Just as the title says, anybody ever tried neutral grip chest press on a machine? When i say neutral grip i meant palms facing each other, instead of the usual facing towards your legs. My gym's machine had 2 grips and i tried the neutral one and it seems to activate less shoulders on these.
Just my thoughts. Any other people here tried these?
I use a neutral grip when I do low decline dumbell pressing. I find (Cordova discussed this a while ago at a seminar), that it gives me a much better contraction, and is just more 'natural' feeling. Jim actually pointed out that the only reason we usually keep our hands pronated when pressing is because that's how you would grasp a barbell, not for any other reason.
I was always under the impression that the neutral grip presses activated triceps more during the movement. When you do declines with neutral grip, it seems like that is sort of like doing a dip, but on your back.
Do you feel more triceps that way?
I throw in DB floor presses which I do neutral grip for no other reason than it's more comfortable.
I actually don't feel my triceps taking the majority of the weight, in fact, I find that I get a hell of a lot more chest 'focus' out of the movement (most likely due to the low decline angle).
I've never been able to do dips for my chest, and as such always felt that I was missing out on a lot of the great pec development that you see in old school (50's and 60's) bodybuilders who relied very heavily on this movement. This sort of solved the problem for me.
Whenever I do bench flys I always bring my pinkies together at the top to get a good contraction, feels like it anyway.
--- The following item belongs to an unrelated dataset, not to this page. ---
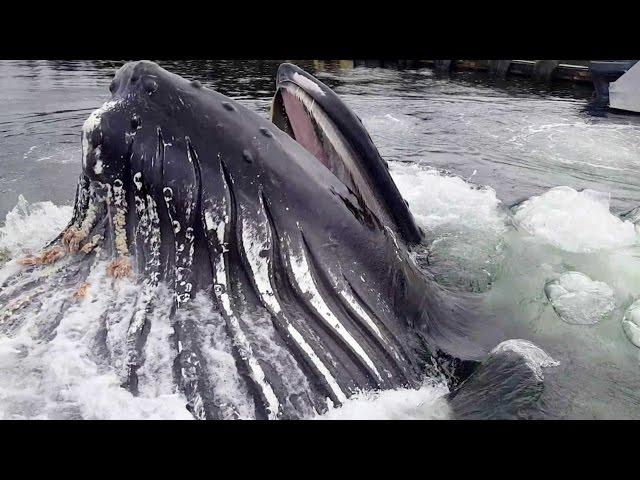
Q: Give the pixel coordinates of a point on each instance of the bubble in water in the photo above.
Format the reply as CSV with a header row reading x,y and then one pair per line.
x,y
579,300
Could this work for DB presses as well for the reasons you mentioned? Normal grip to start, halfway up start to twist, then at the top twist till my pinkies are together so to speak.
I can't provide a reason, but I can provide an authority.
Nick Evans, who is supposed to be 'an expert in musculoskeletal anatomy' says that a pronated grip will provide a better pectoral stretch, whereas a neutral grip will afford a better contraction at the lockout position: Evans (2007) Bodybuilding Anatomy.
However, the assertion is not supported by any research or reasoning.